"Choke" On Your High Hopes

In films, hardcore nudity, graphic depictions of sex, rape and blasphemy are still touchy subjects, what with the existence of the South and the Mid West. So it might be disappointing to hear that a great book, filled with nothing but sexual taboos and touchy subjects, was being made into a movie. After all, how could they possibly be faithful to the hardcore source material? Well, Clark Gregg, the writer and director of “Choke” managed to pull off a miracle.
The story of Choke is the story of a sad, empty man named Victor. As med-school dropout, he works as a historical re-enactor at a colonial village to pay for his crazy mother’s mental health facility bills. Well, at least partially. The other money he makes is from scamming people at restaurants, by pretending to choke on his food. When some customer saves him, that customer feels responsible for Victor’s life, to the point where they send him money, and he milks the savioristic feeling they get for all it’s worth.
The graphic sex comes from the fact that Victor, on top of everything else, is a sex addict. He cruises sex addicts anonymous meetings because it’s easy to score. As the book says, you put a bunch of people with the same problem in a room together, what do you expect?

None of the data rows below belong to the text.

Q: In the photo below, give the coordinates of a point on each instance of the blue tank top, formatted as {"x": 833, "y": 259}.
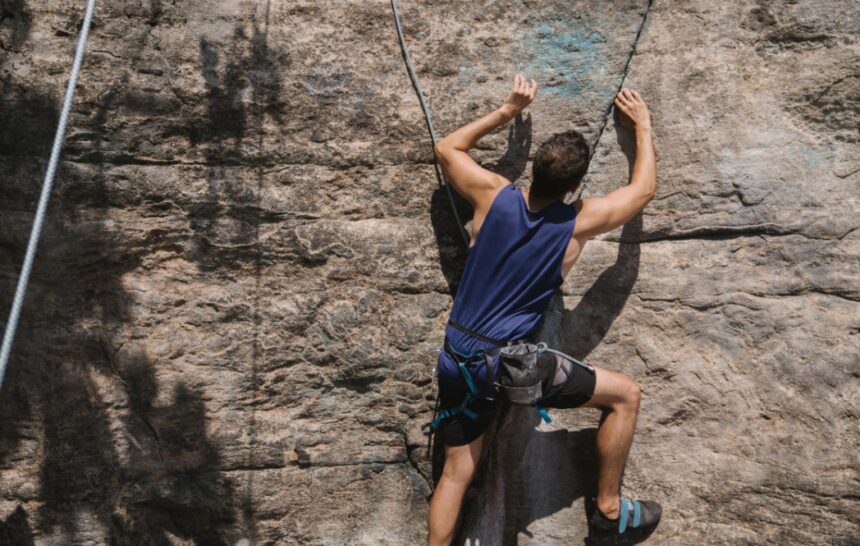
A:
{"x": 512, "y": 270}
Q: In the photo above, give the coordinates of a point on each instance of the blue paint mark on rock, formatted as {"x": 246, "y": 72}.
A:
{"x": 568, "y": 59}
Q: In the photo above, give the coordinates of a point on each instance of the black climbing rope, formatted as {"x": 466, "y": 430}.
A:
{"x": 417, "y": 85}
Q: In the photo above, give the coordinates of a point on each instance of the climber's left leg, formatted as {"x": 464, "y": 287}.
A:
{"x": 460, "y": 465}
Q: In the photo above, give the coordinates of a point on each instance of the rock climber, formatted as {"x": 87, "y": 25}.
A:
{"x": 523, "y": 243}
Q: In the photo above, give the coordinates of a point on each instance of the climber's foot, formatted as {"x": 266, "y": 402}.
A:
{"x": 632, "y": 514}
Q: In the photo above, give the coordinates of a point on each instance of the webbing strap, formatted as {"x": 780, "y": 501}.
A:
{"x": 637, "y": 513}
{"x": 470, "y": 383}
{"x": 39, "y": 220}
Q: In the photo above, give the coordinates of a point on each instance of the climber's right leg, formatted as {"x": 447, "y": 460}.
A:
{"x": 460, "y": 465}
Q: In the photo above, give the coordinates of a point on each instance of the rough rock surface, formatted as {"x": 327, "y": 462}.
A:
{"x": 247, "y": 266}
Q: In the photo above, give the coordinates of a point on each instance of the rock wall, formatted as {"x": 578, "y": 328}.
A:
{"x": 234, "y": 314}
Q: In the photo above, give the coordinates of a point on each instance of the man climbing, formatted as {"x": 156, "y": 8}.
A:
{"x": 524, "y": 242}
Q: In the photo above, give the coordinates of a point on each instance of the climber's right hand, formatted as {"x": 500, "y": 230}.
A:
{"x": 634, "y": 111}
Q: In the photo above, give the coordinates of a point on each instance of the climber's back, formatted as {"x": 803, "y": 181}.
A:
{"x": 512, "y": 270}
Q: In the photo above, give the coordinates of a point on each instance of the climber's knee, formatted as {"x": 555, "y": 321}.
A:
{"x": 461, "y": 462}
{"x": 615, "y": 391}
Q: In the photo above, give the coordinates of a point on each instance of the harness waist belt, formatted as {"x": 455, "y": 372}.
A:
{"x": 476, "y": 335}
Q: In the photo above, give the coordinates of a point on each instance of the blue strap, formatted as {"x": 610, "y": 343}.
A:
{"x": 637, "y": 513}
{"x": 468, "y": 378}
{"x": 543, "y": 413}
{"x": 444, "y": 414}
{"x": 622, "y": 521}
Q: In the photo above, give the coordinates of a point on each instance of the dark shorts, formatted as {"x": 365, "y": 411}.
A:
{"x": 572, "y": 384}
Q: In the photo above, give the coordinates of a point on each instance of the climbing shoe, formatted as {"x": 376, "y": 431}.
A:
{"x": 634, "y": 514}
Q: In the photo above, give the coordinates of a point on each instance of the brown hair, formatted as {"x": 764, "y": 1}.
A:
{"x": 559, "y": 165}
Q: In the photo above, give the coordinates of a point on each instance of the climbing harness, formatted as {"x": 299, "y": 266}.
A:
{"x": 38, "y": 221}
{"x": 523, "y": 369}
{"x": 427, "y": 119}
{"x": 484, "y": 358}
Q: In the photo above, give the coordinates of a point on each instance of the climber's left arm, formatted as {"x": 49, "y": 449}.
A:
{"x": 476, "y": 184}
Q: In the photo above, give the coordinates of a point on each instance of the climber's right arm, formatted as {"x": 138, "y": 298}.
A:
{"x": 606, "y": 213}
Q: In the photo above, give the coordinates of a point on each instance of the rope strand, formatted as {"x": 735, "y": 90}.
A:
{"x": 427, "y": 119}
{"x": 39, "y": 220}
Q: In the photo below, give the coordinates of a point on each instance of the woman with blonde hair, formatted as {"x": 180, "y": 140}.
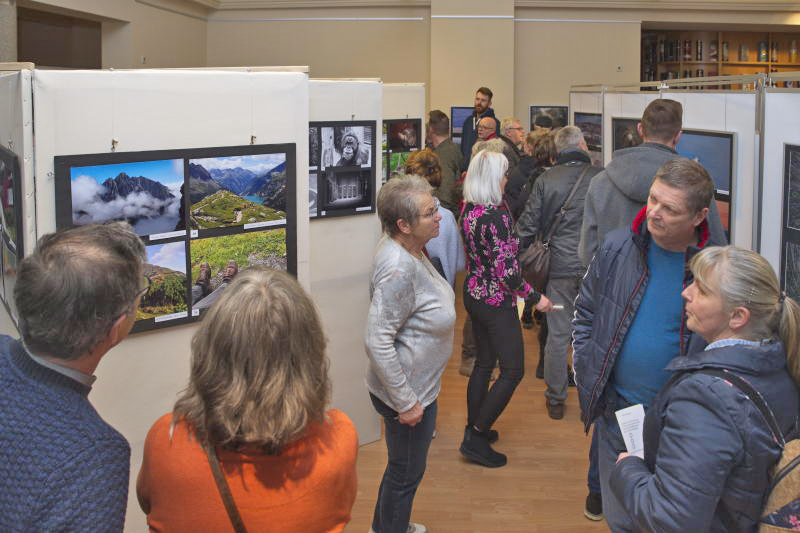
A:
{"x": 491, "y": 288}
{"x": 249, "y": 440}
{"x": 446, "y": 248}
{"x": 708, "y": 449}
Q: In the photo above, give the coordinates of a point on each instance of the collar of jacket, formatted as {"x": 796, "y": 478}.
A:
{"x": 641, "y": 237}
{"x": 572, "y": 154}
{"x": 769, "y": 356}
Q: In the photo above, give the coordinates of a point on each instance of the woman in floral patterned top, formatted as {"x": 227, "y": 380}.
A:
{"x": 491, "y": 287}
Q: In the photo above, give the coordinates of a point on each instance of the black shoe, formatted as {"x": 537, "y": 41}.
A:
{"x": 475, "y": 447}
{"x": 555, "y": 410}
{"x": 594, "y": 506}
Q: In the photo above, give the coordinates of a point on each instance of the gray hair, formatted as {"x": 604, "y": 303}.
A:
{"x": 75, "y": 285}
{"x": 398, "y": 200}
{"x": 482, "y": 184}
{"x": 568, "y": 137}
{"x": 507, "y": 124}
{"x": 743, "y": 278}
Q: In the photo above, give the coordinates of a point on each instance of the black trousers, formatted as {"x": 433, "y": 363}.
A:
{"x": 498, "y": 337}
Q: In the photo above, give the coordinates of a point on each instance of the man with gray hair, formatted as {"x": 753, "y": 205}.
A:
{"x": 65, "y": 468}
{"x": 546, "y": 201}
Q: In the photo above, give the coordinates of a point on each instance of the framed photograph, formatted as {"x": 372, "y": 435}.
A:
{"x": 345, "y": 178}
{"x": 459, "y": 114}
{"x": 548, "y": 117}
{"x": 11, "y": 199}
{"x": 624, "y": 134}
{"x": 790, "y": 232}
{"x": 591, "y": 125}
{"x": 715, "y": 151}
{"x": 179, "y": 200}
{"x": 403, "y": 135}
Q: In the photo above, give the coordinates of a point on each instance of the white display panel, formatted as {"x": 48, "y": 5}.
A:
{"x": 781, "y": 112}
{"x": 341, "y": 261}
{"x": 81, "y": 112}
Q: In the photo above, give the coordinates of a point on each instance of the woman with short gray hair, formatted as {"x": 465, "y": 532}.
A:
{"x": 409, "y": 338}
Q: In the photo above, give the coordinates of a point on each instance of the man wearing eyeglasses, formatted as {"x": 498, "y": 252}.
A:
{"x": 65, "y": 468}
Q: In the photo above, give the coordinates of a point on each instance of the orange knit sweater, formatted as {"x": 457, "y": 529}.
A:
{"x": 309, "y": 487}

The book the film is based on is by Chuck Palahniuk, the esteemed author of Fight Club. He is a man with an army of rabidly loyal fans who worship his every word, so it’s with great caution that I say, Fight Club was a much better film than it was a movie. The screenwriter, Jim Uhls, was able to take a scatterbrained, messy book and turn it into a coherent, brilliant work of art, and change a terrible ending into an amazing one. Unfortunately, Clark Gregg wasn’t able to pull off such a feat.
While Gregg stayed incredibly close to the source material, which was excellent, the most interesting parts of the book have nothing to do with the plot, but rather long expanses of little-known facts of conspiracies, told more to the reader just for show than any sort of plot development. When you take those long, rambling, fascinating monologs out, your left with an okay plot, with little to no character development.
Nothing felt conclusive, but nothing felt intentionally ambiguous either. The whole movie, especially toward the end, felt like it just kept forgetting where it was going, and forgetting where it had been, leaving everything up in the air, but not in any sense that felt like it had been done on purpose.
Nothing bad can be said about the acting though. Sam Rockwell played Victor, and he was flat-out amazing. He captured the depravity and hopeless emptiness of Victor so well, it was hard to believe Rockwell isn’t a psychotic sex-addict with self-loathing tendencies (and who knows? Maybe he is.)
Angelica Huston plays his emotionally abusive, mentally deranged mother who slips in and out of lucidity, and she is really the only person who could match Rockwell’s immersive believability. While Kelly Macdonald, as Paige Marshall, Victor’s love interest, was very good, as was Brad William Henke, Victor’s best friend Denny, it was Rockwell and Huston who upstage everyone.
One other note a praise about the film is it’s very successful use of dark humor, and it was very, very funny in all of the places where no other film could have been, but it was also unrelenting and unapologetic in it’s portrayal of the sex and the sexual culture and experiences. Needless to say, this isn’t a movie for kids, unless you have a really screwed up kind of family. Then, feel free.
While the movie may have not pulled off what made the book great, and may not have the impact of Fight Club (but hey, what does?) it was still an entertaining film. Adding to the mix was the almost-nonexistent budget of $3.4 million and a freakishly short 25-day shooting schedule, and it’s amazing the movie came out as well as it did. If your looking for a few good laughs and some attractive naked people, I would say this film is a win.